Assignment about MRI Physics
The magnetic moment is considered as a vector quantity whose direction is perpendicular to the current loop in a right-hand-rule direction. The magnetic moment of nuclei are the magnetic moment of the nucleus that arises from a spin of protons and neutrons. A magnetic moment of nuclei is dipole moment – the quadrupole moment causes a shift in the hyperfine structure (Mangrum, 2012).
Nuclei with non-zero spin have a non-zero magnetic moment while that have zero spins have zero magnetic moments. Different isotopes of an element have a different nuclei magnetic moment.
A nucleus with an even number of protons and neutrons have a ground state that is, lie in the lowest energy state, nuclear spin and magnetic moment in them is zero. If the nucleus has an odd number of both protons and neutrons, the nuclei spin is nonzero. Thus, there are nuclei magnetic moment. In the magnetic materials, nuclei magnetic moment is caused by the spin and the orbital angular momentum states of the electrons of the element, and whether the atoms of one region are aligned with the atoms in another atom. Poles using electrostatics analogy can illustrate the cause of nuclei magnetic moment. In a bar magnet, the poles are the sources of magnetic force. The forces cancel out partially as one pole attracts while the other repel. The cancellation depends on the strength of poles and vector separating them. The nuclei magnetic moment can be illustrated as:
1
Energy difference between the parallel and antiparallel states of hydrogen nucleus when placed in a 1.5 T magnetic field
Hydrogen atoms nuclei (protons) have a simple spin, therefore, align themselves in either parallel or antiparallel to a magnetic field. The MRI signal depends on the spin polarization. In protons, it depends on the population difference of two energy states associated with parallel and antiparallel proton spin alignment in a magnetic field. In a magnetic field of 1.5 Tesla and at room temperature, thermal energy exceeds the difference between parallel and antiparallel states. The vast quantity of nuclei produces a detectable change in the field. The nuclei align parallel and antiparallel with the magnetic field. Because of quantum mechanical relationship, individual nuclei are set at an angle from the direction of magnetic field. Bulk collection of nuclei is partitioned into a set whose sum spins are aligned parallel and another set whose sum spins are antiparallel.

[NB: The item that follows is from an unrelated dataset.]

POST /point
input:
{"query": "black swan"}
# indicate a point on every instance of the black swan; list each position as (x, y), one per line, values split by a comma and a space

Given that the frequency (f) of an x-ray is 2 x 1019Hz, the energy of the photon can be calculated as:
Solution
With the resonance frequency given, we refer it to energy using the formula
, where h is the planks constant, h = and represents the resonant frequency
Converting the frequency in Hz to rad/s
,
Where h =
Energy € = hw
h =
Converting joules to
The significance of relative energies used in MRI and CT
The significance of relative energies used in MRI and CT is that in MRI, the behavior of nuclei in the body to align with the magnetic field is used. If someone is subjected to a robust scanner, protons in the body react with the magnetic field in the scanner. In other words, MRI is significant in that it is used to view the body status depending on the location of protons.

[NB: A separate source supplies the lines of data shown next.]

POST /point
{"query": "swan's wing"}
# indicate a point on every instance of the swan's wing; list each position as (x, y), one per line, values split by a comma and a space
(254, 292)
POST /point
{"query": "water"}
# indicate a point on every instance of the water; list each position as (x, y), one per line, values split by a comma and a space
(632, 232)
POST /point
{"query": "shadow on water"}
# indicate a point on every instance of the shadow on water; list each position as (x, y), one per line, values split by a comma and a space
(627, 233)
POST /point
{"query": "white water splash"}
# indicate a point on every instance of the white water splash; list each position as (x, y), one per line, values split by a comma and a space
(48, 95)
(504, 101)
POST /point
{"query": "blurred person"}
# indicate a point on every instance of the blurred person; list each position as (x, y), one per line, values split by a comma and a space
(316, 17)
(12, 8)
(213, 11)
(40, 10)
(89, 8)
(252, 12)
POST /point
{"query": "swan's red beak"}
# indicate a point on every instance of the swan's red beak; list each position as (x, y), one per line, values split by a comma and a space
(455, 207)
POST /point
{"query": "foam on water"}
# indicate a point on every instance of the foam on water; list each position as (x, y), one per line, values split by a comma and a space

Description of how MRI sequences spatially encode nuclei in the read and phase direction
Signals from the slice are recorded in K-space, they are then processed to form an image of slice plane. The spatial frequency encoding takes a few milliseconds of reading a signal. The phase spatial encoding involves repeatedly imaging the sequence. A single phase encoding step in a classic spin echo sequence is performed in every repetition time (TR). As the repetition time, values can be of up to three seconds; the phase encoding is much longer than the frequency encoding.

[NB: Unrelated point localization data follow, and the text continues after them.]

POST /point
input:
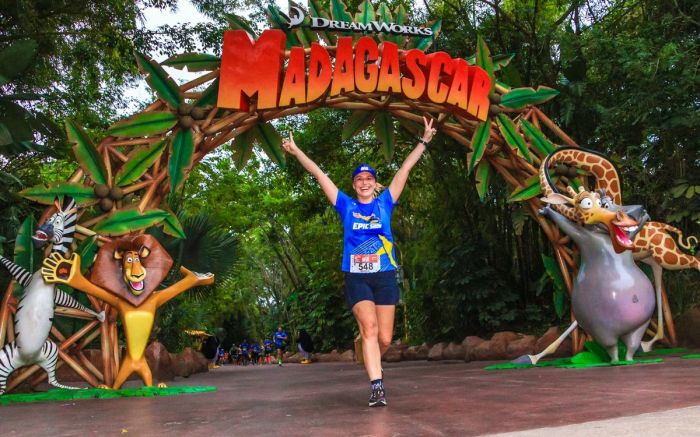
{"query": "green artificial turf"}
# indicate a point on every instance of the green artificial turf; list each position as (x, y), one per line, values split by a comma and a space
(99, 393)
(662, 351)
(593, 355)
(691, 356)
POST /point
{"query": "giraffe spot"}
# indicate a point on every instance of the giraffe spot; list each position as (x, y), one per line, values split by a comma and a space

The final step in spatial encoding involves the application of frequency encoding gradient, once the signal is received, in the last direction. This modifies the frequencies in the horizontal direction throughout the period. It, therefore, creates columns of protons that have an identical Larmor frequency.
Discussion of how two Fourier transforms are required to convert k-space data to an image
A Fourier change is an operation that changes over capacities from time to time. An inverse Fourier transform (IFT) changes over from frequency domain to time domain Fourier transform is a mathematical technique (method) that converts time domain data into a frequency domain data.
The Fourier transform is a principal method of the decay/decomposition of a confounded sign and complicated signal that permits mathematicians and scientists to see plainly the frequency and amplitude parts covered up inside. During the time spent creating an MR picture, the Fourier change determines the recurrence and stage encoded MR flags that form k-space. The 2D opposite Fourier change of k-space is the MR image we see. A grip of the Fourier change is key to comprehension a few MR antiques and the heap of strategies for sign procurement by and by today (Bright, 2011).
References
Bright, A. (2011). Planning and positioning in MRI. Sydney, Churchill Livingstone Elsevier. Mangrum, W. (2012). Duke review of MRI principles. Philadelphia, PA, Elsevier/Mosby.